Sur l’attention à porter aux personnes vulnérables

On peut considérer que l’homme qui figure sur la photo est effectivement dans une situation de vulnérabilité, dans l’attente de l’identification du corps de son frère et de ses obsèques. Le CDJM considère cependant que la rédaction du Point, qui n’a pas été en contact direct avec cette personne, n’a pas enfreint l’article 8 de la Charte d’éthique mondiale des journalistes qui indique que « le ou la journaliste […] fera preuve d’une attention particulière à l’égard des personnes interrogées vulnérables ».
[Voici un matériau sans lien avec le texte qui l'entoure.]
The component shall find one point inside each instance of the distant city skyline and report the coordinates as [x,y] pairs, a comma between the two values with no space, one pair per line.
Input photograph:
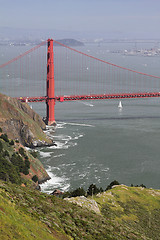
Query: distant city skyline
[99,18]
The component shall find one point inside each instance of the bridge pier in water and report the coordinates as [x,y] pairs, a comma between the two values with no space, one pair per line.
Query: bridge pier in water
[50,102]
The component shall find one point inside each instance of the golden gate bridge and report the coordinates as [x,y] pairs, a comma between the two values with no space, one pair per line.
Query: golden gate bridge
[71,75]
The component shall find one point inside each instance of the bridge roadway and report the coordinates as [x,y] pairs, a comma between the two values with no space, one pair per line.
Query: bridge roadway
[91,97]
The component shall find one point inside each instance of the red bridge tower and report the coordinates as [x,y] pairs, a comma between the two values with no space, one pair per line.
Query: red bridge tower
[50,84]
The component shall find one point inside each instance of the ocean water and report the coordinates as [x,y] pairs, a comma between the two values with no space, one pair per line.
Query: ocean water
[96,141]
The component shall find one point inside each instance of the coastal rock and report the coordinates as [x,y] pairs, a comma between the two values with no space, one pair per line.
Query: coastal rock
[21,123]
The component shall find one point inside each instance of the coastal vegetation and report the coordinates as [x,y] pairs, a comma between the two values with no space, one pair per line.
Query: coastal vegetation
[123,213]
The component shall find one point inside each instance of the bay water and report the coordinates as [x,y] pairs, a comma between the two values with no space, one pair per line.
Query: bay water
[97,142]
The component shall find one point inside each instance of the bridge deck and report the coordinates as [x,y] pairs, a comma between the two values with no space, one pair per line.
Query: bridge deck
[91,97]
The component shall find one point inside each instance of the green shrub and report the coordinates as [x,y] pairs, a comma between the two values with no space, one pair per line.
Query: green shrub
[1,146]
[35,178]
[17,160]
[5,153]
[21,151]
[112,184]
[34,154]
[11,142]
[93,190]
[4,137]
[78,192]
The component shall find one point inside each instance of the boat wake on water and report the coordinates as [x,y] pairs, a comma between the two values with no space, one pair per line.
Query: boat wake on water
[55,158]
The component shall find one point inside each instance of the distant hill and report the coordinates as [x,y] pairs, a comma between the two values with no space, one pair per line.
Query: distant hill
[20,122]
[69,42]
[124,213]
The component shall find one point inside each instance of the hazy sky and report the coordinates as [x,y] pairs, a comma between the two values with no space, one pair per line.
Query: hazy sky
[139,18]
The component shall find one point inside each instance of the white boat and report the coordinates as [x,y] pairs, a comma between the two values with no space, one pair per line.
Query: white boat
[120,105]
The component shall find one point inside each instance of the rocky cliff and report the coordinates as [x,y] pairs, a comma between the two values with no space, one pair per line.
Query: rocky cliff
[21,123]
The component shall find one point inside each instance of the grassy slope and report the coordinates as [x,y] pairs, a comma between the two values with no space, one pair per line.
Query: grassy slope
[36,167]
[134,207]
[126,213]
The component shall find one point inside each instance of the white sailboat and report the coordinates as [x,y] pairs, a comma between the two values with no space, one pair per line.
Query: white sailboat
[120,105]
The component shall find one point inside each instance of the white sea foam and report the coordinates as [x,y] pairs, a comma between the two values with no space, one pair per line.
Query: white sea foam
[55,182]
[59,155]
[45,154]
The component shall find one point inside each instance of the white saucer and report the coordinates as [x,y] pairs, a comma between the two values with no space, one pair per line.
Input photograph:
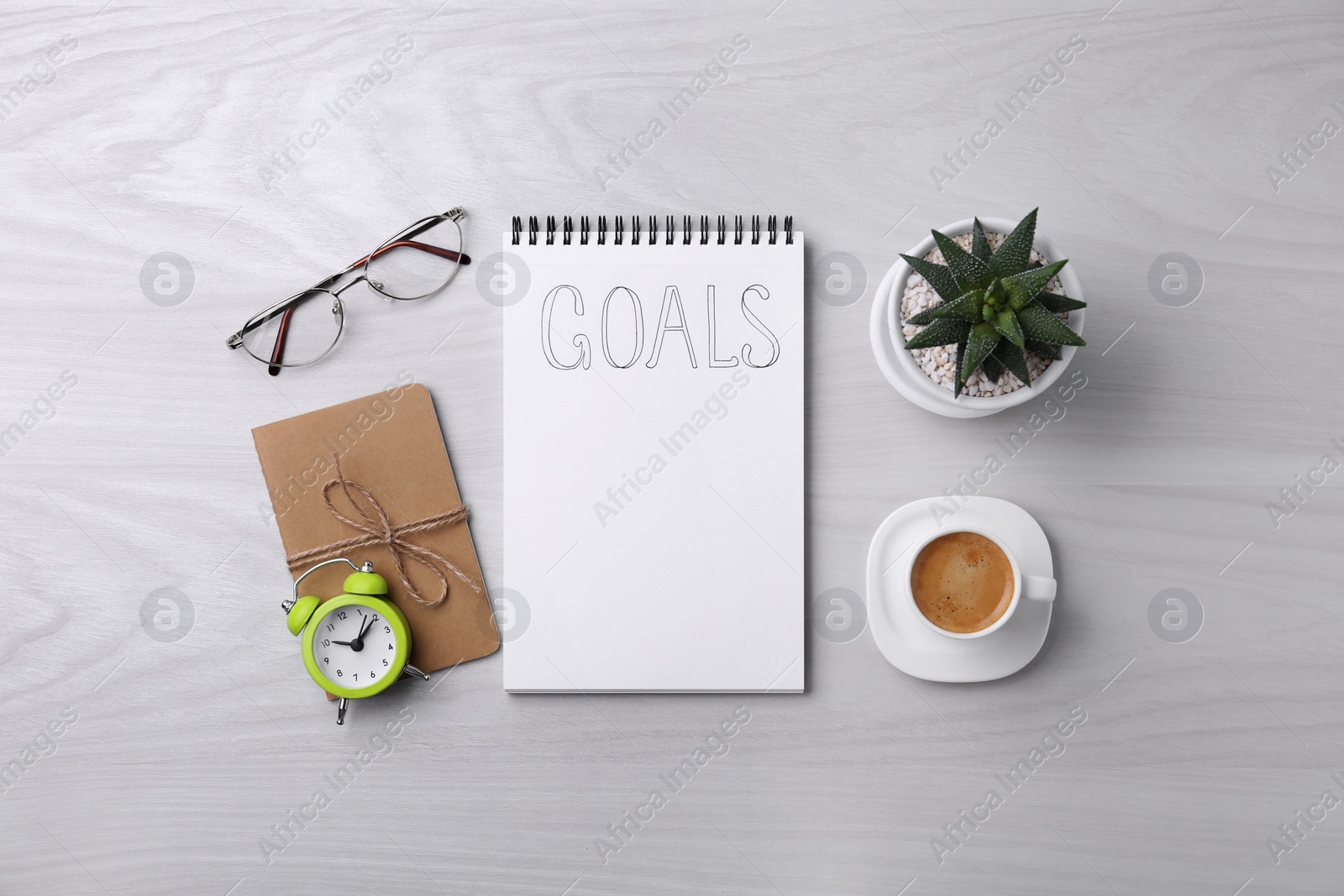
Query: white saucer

Sur l’obligation de rectifier une erreur

Le CDJM prend acte que Le Point a retiré la photo incriminée. En l’absence de réponse du Point, il ne peut savoir quand ce changement été opéré, mais il note que l’image n’apparaît pas dans la version de la page enregistrée par le service Wayback Machine de l’ONG Internet Archive le 28 mars à 17 h 24, alors que l’article a été publié un peu plus d’heure avant. Si cette rectification a été rapide, elle a cependant été partielle. Le public qui a vu la première version de l’article n’est pas informé que les personnes représentées ne sont pas celles que décrivait la légende inexacte.

Plusieurs mois après la publication, le CDJM a constaté par ailleurs qu’on pouvait encore facilement la version originelle de l’article, avec la légende inexacte sur les portails Yahoo Actualités (la page a été finalement été retirée après le 24 septembre) et MSN. En l’absence de réponse du Point, le CDJM ne sait pas si le journal a fait les démarches nécessaires pour alerter ces plateformes d’agrégation de contenu de cette erreur. La rectification de l’erreur est incomplète.

Conclusion

Le CDJM, réuni le 24 septembre 2024 en séance plénière, estime que les obligations déontologiques d’exactitude, de respect de la dignité et rectification des erreurs n’ont pas été respectées. Il considère l’obligation déontologique de faire preuve d’une attention particulière à l’égard des personnes interrogées vulnérables n’a pas été enfreinte.

La saisine est déclarée partiellement fondée.

Cet avis a été adopté à l’issue d’un vote par 16 voix contre 8.